Audience publique du 3 décembre 2020

Cassation

M. CHAUVIN, président

Arrêt n° 924 F-D

Pourvoi n° V 19-23.692

R É P U B L I Q U E F R A N Ç A I S E

_________________________

AU NOM DU PEUPLE FRANÇAIS
_________________________

ARRÊT DE LA COUR DE CASSATION, TROISIÈME CHAMBRE CIVILE, DU 3 DÉCEMBRE 2020

1°/ Mme M... S..., épouse J..., domiciliée [...] ,

°/ la société J...-S..., exploitation agricole à responsabilité limitée, dont le siège est [...] ,

ont formé le pourvoi n° V 19-23.692 contre l'arrêt ren...
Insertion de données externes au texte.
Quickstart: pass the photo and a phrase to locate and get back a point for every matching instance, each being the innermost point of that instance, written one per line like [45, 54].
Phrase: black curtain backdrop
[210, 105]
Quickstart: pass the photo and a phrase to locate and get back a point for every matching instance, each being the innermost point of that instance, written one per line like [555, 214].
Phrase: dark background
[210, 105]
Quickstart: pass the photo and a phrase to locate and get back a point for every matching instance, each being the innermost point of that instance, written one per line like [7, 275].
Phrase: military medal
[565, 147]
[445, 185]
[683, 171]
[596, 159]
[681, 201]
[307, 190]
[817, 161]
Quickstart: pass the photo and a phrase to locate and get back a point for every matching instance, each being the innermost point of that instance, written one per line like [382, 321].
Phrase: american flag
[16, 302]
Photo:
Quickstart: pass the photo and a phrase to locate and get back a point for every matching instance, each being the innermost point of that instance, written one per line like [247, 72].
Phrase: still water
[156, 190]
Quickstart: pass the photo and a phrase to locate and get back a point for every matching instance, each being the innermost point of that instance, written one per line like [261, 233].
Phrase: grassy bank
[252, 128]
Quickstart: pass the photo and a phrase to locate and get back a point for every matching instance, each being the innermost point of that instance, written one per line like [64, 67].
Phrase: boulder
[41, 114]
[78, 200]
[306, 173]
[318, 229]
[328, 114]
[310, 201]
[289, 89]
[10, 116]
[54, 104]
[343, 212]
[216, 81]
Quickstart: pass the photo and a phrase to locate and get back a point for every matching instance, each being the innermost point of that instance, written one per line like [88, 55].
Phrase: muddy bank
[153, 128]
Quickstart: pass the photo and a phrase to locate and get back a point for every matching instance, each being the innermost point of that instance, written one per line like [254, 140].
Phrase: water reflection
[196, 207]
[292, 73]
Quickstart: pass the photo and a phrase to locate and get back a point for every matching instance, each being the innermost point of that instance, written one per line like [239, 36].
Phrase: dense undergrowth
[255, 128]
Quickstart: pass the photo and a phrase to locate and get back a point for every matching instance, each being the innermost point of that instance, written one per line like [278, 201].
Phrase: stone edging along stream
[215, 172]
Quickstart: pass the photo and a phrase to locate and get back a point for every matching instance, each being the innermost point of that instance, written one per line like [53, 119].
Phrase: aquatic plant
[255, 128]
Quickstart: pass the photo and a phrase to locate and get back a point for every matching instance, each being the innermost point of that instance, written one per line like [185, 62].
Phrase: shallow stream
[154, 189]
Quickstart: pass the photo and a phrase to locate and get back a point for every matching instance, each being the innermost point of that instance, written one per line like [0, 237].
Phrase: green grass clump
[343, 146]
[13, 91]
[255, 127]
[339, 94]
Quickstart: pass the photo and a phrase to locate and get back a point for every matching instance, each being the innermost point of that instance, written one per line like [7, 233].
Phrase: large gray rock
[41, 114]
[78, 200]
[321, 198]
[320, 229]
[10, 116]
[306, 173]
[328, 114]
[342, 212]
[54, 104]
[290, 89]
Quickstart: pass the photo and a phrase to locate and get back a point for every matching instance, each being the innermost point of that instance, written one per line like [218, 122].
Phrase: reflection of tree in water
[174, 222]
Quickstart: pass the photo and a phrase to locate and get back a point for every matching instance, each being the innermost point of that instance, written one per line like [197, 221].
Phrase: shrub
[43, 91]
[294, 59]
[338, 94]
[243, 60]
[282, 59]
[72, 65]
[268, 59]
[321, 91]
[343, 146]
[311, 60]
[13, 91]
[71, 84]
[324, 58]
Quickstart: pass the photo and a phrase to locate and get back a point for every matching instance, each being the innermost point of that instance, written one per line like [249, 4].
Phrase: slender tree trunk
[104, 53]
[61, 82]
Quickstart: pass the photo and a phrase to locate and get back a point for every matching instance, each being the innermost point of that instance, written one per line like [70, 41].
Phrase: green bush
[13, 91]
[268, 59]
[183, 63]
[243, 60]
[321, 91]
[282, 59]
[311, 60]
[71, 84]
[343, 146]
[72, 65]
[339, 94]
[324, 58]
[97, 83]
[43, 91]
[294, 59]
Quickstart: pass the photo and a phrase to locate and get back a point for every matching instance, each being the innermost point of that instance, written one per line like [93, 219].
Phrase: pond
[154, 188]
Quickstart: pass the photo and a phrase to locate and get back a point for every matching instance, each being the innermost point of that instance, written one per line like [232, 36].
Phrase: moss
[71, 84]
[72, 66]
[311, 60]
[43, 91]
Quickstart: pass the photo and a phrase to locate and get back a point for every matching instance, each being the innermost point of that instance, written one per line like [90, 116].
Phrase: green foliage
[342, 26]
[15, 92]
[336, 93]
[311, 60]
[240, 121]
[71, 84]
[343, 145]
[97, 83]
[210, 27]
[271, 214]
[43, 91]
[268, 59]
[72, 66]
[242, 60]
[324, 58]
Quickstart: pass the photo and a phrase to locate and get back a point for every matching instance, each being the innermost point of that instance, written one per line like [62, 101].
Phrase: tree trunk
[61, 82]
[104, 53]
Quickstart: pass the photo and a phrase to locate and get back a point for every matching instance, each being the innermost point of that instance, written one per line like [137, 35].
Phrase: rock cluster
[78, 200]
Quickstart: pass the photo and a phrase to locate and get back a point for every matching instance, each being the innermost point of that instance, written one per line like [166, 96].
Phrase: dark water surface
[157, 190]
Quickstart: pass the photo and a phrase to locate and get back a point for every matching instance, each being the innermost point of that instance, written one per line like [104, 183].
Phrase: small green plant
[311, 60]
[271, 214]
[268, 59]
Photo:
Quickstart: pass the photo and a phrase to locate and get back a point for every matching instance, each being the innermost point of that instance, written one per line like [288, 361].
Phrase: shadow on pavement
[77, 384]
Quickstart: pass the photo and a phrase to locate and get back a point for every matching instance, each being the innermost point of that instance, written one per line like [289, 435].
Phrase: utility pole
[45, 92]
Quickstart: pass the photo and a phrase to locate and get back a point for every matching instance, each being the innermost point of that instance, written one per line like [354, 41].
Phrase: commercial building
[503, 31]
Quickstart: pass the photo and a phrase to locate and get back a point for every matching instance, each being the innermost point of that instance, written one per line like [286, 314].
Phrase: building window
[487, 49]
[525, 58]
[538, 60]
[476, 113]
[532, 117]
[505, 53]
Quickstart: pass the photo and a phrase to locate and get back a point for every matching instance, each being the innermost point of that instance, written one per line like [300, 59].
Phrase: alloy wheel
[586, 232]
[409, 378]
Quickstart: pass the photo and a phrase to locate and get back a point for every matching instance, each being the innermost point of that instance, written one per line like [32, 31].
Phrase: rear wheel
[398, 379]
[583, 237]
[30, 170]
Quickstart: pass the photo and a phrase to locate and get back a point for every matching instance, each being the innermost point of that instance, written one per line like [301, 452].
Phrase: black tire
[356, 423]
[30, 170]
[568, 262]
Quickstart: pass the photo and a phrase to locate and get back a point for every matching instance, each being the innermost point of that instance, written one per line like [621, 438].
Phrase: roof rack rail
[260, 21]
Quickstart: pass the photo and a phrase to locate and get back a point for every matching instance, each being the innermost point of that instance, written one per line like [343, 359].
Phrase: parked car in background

LA COUR DE CASSATION, TROISIÈME CHAMBRE CIVILE, a rendu l'arrêt suivant :

CIV. 3

MF

COUR DE CASSATION
______________________

Audience publique du 3 décembre 2020

Cassation

M. CHAUVIN, président

Arrêt n° 924 F-D

Pourvoi n° V 19-23.692

R É P U B L I Q U E F R A N Ç A I S E

_________________________

AU NOM DU PEUPLE FRANÇAIS
_________________________

ARRÊT DE LA COUR DE CASSATION, TROISIÈME CHAMBRE CIVILE, DU 3 DÉCEMBRE 2020

1°/ Mme M... S..., épouse J..., domiciliée [...] ,

2°/ la société J...-S..., exploitation agricole à responsabilité limitée, dont le siège est [...] ,

ont formé le pourvoi n° V 19-23.692 contre l'arrêt rendu le 10 juillet 2019 par la cour d'appel de Reims (chambre sociale), dans le litige les opposant à M. H... J..., domicilié [...] , défendeur à la cassation.

Les demanderesses invoquent, à l'appui de leur pourvoi, le moyen unique de cassation annexé au présent arrêt.

Le dossier a été communiqué au procureur général.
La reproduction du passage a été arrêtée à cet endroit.